Einsperren -
Relikt voriger Jahrhunderte
von Frank Wellmann
"Wer Menschen
einsperrt wie Tiere, darf sich nicht wundern wenn sie sich nachher auch wie
Tiere benehmen."
Hans Seibert, Chef der Justizvollzugsanstalt "Ulmer Höh", findet
deutliche Worte für seinen Verdruss.
"Wir können froh sein, wenn wir unsere Häftlinge nicht mit mehr sozialen
Schäden entlassen, als sie bei Haftantritt schon hatten."
Der liberale
Gefängnisdirektor und der Diplom-Sozialwirt Heiner Pauli nahmen am Dienstag vor
gut 100 Besuchern einer Informationsveranstaltung des Liberale Gesprächskreises
für Frauen "Lib'elle" in der Gaststätte Pumpernickel kein Blatt vor
den Mund.
"Hinter Gittern das Leben draußen lehren zu wollen, wäre die Quadratur
des Kreises", sagt Seibert, unzufrieden mit der heutigen Form des
Strafvollzugs.
55 Nationalitäten
zusammen.
Vorab lieferte er konkrete Zahlen: Die 650 Untersuchungshäftlinge im
Männerhaus "Ulmer Höh" gehören 55 Nationalitäten an. Auf 2,3
Gefangene kommt ein Bediensteter, darunter fünf Psychologen, zwölf
Sozialarbeiter, vier Theologen und ein Mediziner.

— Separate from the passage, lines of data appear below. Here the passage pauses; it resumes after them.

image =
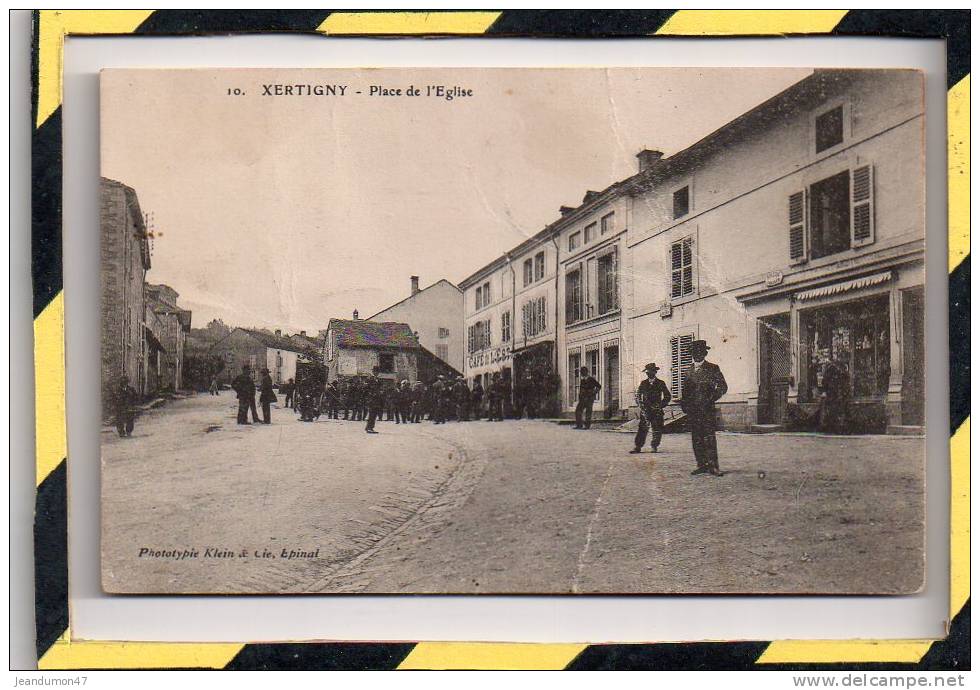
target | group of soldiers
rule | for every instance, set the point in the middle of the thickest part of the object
(369, 398)
(701, 387)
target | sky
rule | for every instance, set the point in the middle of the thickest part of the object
(283, 211)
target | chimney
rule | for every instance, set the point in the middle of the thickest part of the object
(646, 158)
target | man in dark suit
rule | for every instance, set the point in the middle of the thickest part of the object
(267, 397)
(588, 390)
(652, 397)
(703, 385)
(374, 398)
(124, 399)
(245, 388)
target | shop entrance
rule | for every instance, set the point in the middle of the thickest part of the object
(611, 378)
(913, 359)
(774, 368)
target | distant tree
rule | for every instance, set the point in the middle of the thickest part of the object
(199, 369)
(216, 330)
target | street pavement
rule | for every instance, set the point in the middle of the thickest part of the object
(503, 507)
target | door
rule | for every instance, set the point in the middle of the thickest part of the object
(913, 359)
(774, 368)
(612, 380)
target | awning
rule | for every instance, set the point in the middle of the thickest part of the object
(529, 348)
(836, 288)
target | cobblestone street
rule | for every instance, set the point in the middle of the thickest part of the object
(517, 506)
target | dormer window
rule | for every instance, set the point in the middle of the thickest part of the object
(829, 128)
(682, 202)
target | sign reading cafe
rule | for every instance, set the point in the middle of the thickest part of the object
(489, 357)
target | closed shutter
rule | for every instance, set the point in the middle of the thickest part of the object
(862, 206)
(680, 361)
(797, 228)
(676, 269)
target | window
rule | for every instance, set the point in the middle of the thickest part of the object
(573, 296)
(680, 362)
(682, 202)
(832, 215)
(681, 261)
(856, 336)
(608, 283)
(478, 336)
(608, 223)
(590, 232)
(574, 364)
(592, 359)
(534, 317)
(829, 128)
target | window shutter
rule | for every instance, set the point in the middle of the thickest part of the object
(674, 366)
(680, 362)
(676, 269)
(862, 206)
(797, 228)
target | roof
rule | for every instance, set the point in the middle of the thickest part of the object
(638, 182)
(274, 342)
(591, 202)
(363, 333)
(133, 206)
(416, 294)
(304, 340)
(801, 95)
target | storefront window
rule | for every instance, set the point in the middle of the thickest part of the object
(855, 335)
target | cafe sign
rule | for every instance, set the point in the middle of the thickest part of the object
(489, 357)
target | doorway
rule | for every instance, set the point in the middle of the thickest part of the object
(612, 380)
(913, 358)
(775, 368)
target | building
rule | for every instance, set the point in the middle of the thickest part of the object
(592, 242)
(169, 326)
(488, 309)
(261, 350)
(434, 314)
(125, 256)
(790, 236)
(511, 317)
(354, 347)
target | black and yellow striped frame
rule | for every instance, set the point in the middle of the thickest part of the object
(55, 647)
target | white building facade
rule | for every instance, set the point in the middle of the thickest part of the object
(592, 243)
(792, 236)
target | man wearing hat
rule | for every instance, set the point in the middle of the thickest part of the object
(703, 385)
(652, 396)
(245, 389)
(267, 397)
(588, 391)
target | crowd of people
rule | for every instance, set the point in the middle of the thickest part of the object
(371, 398)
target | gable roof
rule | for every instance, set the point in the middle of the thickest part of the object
(413, 296)
(363, 333)
(272, 341)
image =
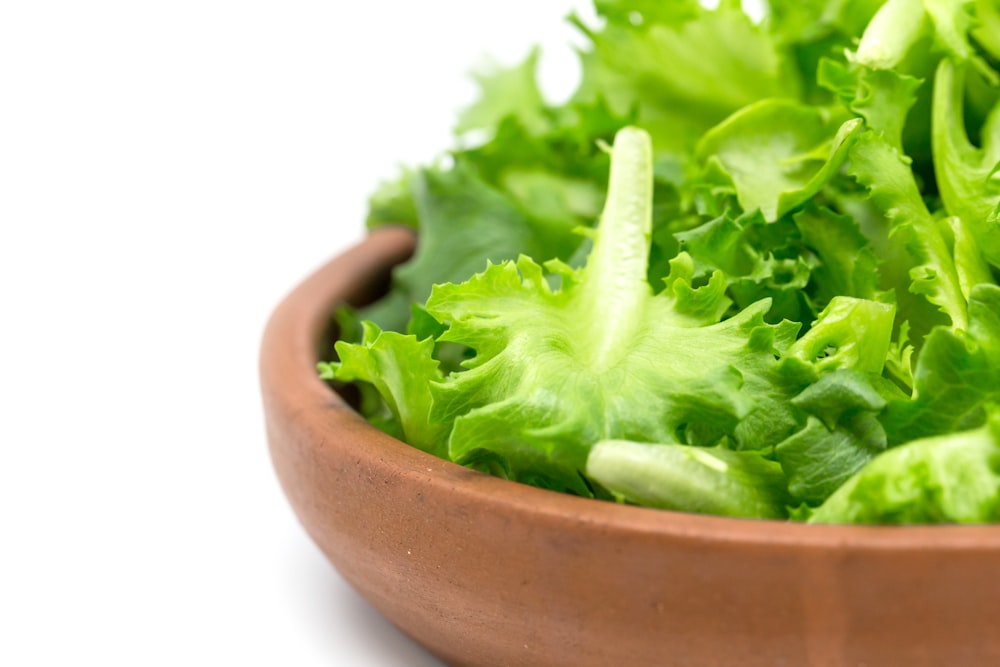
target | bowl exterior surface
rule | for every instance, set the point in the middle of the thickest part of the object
(488, 573)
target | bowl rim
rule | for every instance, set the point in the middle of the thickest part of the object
(290, 383)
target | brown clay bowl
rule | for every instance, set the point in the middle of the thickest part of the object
(489, 573)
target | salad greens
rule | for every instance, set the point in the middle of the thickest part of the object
(750, 268)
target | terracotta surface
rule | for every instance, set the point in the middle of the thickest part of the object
(489, 573)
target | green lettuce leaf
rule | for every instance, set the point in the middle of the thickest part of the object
(659, 368)
(952, 478)
(777, 153)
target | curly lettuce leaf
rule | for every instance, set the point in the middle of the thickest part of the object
(778, 154)
(953, 478)
(968, 176)
(658, 368)
(401, 368)
(957, 374)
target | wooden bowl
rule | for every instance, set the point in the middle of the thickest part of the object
(486, 573)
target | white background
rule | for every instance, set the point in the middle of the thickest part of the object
(168, 170)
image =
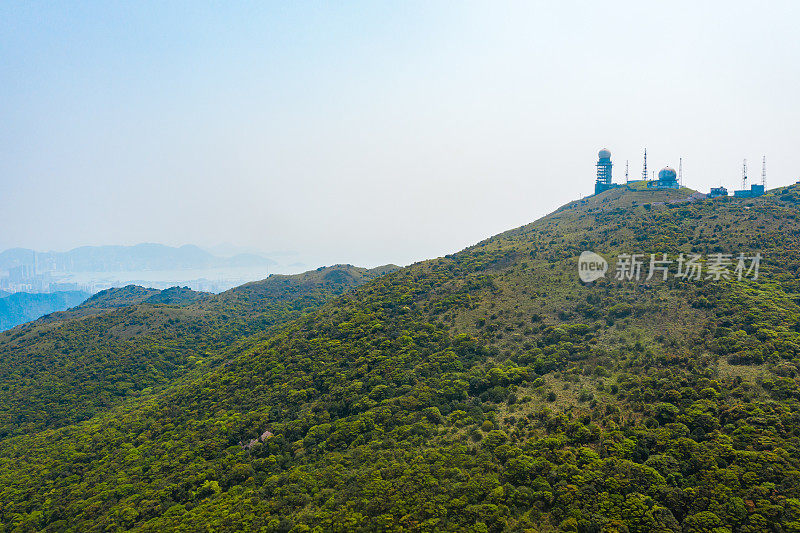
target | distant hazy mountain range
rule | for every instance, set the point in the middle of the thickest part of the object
(126, 258)
(22, 307)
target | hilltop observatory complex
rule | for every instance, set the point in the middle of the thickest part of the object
(668, 178)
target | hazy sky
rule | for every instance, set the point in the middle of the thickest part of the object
(372, 132)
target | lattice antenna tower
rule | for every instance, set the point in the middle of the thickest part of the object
(744, 174)
(644, 169)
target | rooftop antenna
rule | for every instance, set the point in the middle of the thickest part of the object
(644, 169)
(744, 174)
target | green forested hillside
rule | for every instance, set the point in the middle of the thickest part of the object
(489, 390)
(132, 341)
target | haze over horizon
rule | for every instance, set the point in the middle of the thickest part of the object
(372, 134)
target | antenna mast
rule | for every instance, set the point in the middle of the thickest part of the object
(744, 174)
(644, 169)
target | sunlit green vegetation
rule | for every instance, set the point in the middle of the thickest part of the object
(488, 390)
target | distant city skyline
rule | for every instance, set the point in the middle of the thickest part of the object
(372, 133)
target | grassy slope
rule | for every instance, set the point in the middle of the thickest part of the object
(487, 390)
(128, 342)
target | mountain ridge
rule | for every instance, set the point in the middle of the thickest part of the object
(487, 390)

"Liberalen Strafvollzug finden alle toll, aber nur, solange alles gut geht, monierte Seibert, der die im Publikum geäußerte Kritik an zu freiem Strafvollzug mit Nachdruck zurückwies : Knast ist immer eine harte Sache, selbst wenn man die Handschellen mit Blumen behängt."
Für den Gefängnisdirektor ist das Phänomen "Einsperren" ein Relikt des vergangenen Jahrhunderts, das er am liebsten schnellstmöglich durch "offenen Vollzug" ersetzt sähe: "Nur wenn Gefangene tagsüber in normalen Betrieben arbeiten und nur zum Schlafen ins Gefängnis zurückkehren, lässt sich die Bildung einer gefährlichen Subkultur vermeiden und echte Resozialisierung ermöglichen."
Auch von der Wissenschaft
fühlt sich der Gefängnisdirektor im Stich gelassen :
Es wird viel Ideologie geliefert, aber keine Fakten.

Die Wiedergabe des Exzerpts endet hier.